The attorney fee recovery provision is new, and may incentivize disgruntled creditors who previously might not have bothered to pursue an unpaid claim due to cost considerations.
Additional Changes Under the Revised Statute
- The affiant must indicate his/her relationship to decedent or estate (para. 10.3).
- The language protecting and releasing third parties is strengthened and extended to all who rely in good faith on a SEA in substantial compliance with the form.
- The language and related statute dealing with safety deposit boxes is synced up to allow the affiant to obtain access.
- The SEA is now required to be notarized (which was always common practice, but never explicitly required).
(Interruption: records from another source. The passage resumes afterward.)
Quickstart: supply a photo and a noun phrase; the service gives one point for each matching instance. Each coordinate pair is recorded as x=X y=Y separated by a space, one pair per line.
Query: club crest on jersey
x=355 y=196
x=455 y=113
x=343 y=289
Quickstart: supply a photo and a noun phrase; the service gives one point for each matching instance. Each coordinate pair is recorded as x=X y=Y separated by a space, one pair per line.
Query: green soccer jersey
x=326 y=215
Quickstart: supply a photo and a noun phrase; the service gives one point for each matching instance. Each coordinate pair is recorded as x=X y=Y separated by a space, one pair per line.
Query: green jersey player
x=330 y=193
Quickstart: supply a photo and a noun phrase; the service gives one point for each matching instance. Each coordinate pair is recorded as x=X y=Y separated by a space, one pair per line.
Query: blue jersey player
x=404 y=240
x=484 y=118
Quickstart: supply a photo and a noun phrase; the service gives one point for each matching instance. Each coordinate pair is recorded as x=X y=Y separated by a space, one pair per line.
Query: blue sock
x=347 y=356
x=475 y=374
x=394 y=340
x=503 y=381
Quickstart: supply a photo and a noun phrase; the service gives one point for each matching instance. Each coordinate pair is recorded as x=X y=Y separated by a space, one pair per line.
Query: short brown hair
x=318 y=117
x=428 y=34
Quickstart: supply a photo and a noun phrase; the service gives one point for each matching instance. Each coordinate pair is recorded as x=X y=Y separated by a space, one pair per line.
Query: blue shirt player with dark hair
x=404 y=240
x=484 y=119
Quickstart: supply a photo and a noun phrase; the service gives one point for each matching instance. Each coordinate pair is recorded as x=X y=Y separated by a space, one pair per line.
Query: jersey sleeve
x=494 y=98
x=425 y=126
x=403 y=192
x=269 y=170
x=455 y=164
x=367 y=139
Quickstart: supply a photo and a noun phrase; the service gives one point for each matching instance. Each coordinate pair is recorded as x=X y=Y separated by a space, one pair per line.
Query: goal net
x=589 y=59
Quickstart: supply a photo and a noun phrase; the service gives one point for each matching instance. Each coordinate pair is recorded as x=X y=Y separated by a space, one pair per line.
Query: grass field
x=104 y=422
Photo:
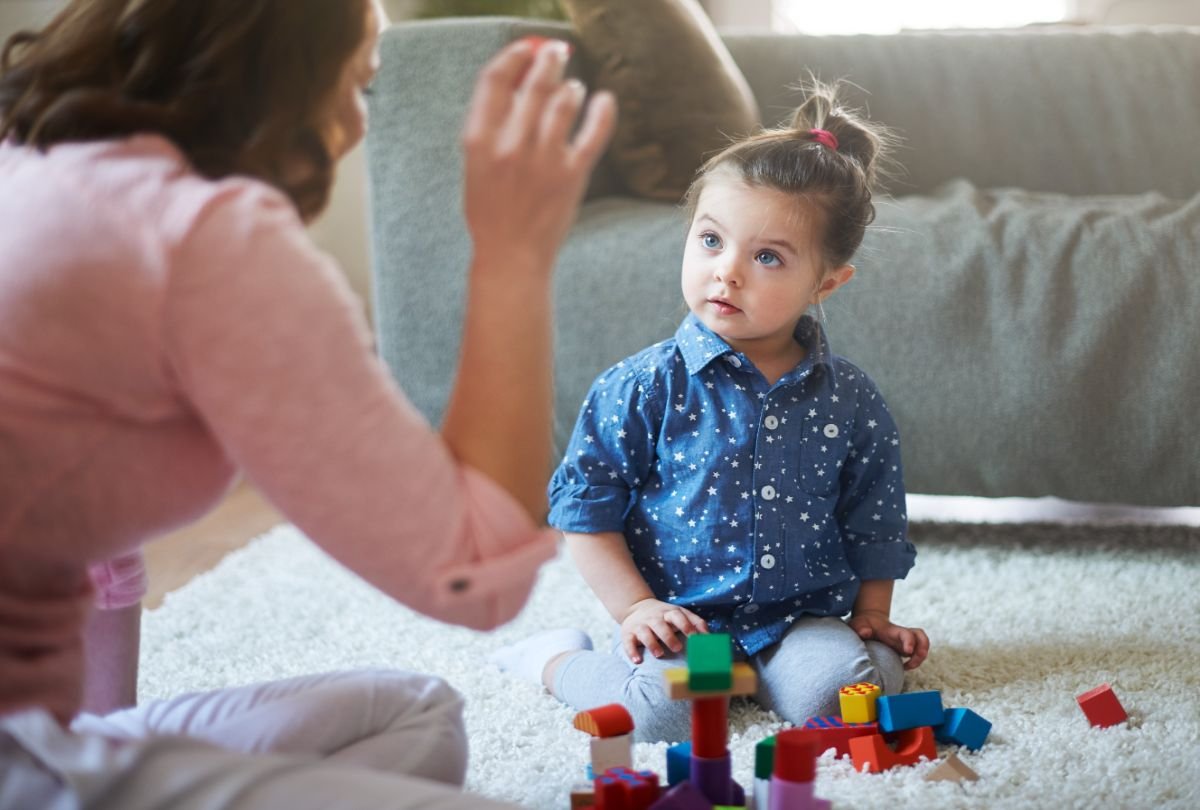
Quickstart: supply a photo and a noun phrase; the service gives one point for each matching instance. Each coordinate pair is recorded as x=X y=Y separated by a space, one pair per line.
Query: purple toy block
x=963 y=727
x=683 y=796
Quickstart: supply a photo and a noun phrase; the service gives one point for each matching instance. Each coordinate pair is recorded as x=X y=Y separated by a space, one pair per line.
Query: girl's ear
x=834 y=280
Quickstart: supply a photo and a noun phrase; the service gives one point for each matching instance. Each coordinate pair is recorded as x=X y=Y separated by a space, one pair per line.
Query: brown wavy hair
x=240 y=87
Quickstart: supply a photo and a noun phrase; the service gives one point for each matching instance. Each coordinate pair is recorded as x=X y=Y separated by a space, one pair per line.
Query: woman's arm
x=525 y=178
x=112 y=641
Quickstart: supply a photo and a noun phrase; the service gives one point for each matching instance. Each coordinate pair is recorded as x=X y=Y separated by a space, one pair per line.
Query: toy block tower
x=612 y=736
x=708 y=682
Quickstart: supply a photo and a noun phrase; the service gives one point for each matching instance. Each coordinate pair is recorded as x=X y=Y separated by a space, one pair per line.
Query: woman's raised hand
x=525 y=172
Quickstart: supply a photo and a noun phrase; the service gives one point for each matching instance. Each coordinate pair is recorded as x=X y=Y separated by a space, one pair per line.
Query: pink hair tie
x=825 y=138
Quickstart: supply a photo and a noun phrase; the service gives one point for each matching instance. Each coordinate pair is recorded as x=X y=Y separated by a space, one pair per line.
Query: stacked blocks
x=910 y=717
x=622 y=789
x=709 y=679
x=857 y=702
x=1102 y=707
x=612 y=737
x=793 y=773
x=963 y=727
x=833 y=732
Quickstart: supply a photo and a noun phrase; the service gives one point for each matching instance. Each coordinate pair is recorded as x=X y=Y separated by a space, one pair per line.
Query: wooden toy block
x=952 y=768
x=858 y=702
x=873 y=755
x=612 y=720
x=963 y=727
x=583 y=796
x=833 y=732
x=678 y=762
x=709 y=663
x=709 y=726
x=1102 y=707
x=623 y=789
x=910 y=711
x=745 y=682
x=683 y=796
x=612 y=753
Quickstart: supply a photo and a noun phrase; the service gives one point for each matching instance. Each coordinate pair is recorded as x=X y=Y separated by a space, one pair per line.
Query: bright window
x=891 y=16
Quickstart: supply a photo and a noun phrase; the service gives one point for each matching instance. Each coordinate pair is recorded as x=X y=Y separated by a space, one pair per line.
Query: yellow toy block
x=745 y=682
x=858 y=702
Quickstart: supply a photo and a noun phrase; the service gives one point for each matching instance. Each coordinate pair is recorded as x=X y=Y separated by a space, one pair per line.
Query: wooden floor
x=174 y=559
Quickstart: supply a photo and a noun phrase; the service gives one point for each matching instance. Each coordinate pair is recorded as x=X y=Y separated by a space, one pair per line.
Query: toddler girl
x=741 y=478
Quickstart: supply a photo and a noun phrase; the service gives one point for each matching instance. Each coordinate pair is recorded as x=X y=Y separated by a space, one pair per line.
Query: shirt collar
x=700 y=346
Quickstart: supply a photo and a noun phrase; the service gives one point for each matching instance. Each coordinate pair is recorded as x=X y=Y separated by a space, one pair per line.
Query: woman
x=165 y=323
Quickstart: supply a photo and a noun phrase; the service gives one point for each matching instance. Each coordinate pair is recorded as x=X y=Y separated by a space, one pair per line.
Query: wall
x=341 y=232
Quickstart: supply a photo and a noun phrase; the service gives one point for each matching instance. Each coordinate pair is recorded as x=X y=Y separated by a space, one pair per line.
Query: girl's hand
x=910 y=642
x=525 y=174
x=652 y=624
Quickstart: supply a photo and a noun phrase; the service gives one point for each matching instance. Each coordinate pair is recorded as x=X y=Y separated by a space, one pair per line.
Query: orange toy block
x=858 y=702
x=873 y=755
x=952 y=769
x=612 y=720
x=745 y=682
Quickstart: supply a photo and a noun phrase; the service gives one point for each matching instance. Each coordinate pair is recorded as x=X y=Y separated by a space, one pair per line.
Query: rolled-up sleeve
x=119 y=582
x=609 y=456
x=871 y=510
x=271 y=348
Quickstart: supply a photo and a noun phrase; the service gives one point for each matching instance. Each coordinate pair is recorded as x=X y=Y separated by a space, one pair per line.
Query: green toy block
x=709 y=661
x=765 y=757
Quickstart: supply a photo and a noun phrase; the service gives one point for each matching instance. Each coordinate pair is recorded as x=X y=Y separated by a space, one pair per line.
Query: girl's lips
x=723 y=307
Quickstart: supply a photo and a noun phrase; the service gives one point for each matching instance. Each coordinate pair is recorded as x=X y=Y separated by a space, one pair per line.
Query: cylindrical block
x=709 y=726
x=714 y=778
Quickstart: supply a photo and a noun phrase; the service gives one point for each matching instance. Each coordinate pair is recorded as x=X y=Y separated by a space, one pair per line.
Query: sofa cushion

Some Final Observations and Thoughts
Overall, the changes are going to make the SEA available to more small estates. But, will using the SEA to settle a small estate be more advisable? Not always. A potential affiant will need to be fully cognizant of his/her additional responsibilities and potential for liability. The affiant should “take it slow” to help avoid missing creditors. After weighing the pros and cons, probate may be preferable even in some situations that might otherwise qualify for a SEA — there is no minimum dollar threshold to probate.
The practical procedure for an affiant to collect assets, pay debts and distribute the balance is not well-defined under the amended statute. The affiant cannot set up an estate bank account with a separate Tax ID number in the way that a court-appointed executor does — there is no such small estate entity for an account to be titled.
Rather, the affiant simply does this on his or her own. Best practice will likely be for the affiant to set up a new segregated checking account in the affiant’s own name to collect assets, pay listed debts and distribute the balance to the heirs or legatees. Ideally, once collected, the assets would be paid out ASAP per the terms of the SEA. Still, the worrywart in me says that even a well-meaning affiant could die, become disabled or get sued before completing the process. The result would be a hot mess.
Given the added layers of complexity and potential for liability, it is more important than ever to consult and retain counsel, and the new SEA allows attorney’s fees to be paid through the SEA as a first-class claim. Keep in mind that the new procedure is only available for deaths in 2015 and after. SEA’s for dates of death in 2014 and earlier must use the old form, even for SEA’s executed in 2015 and beyond.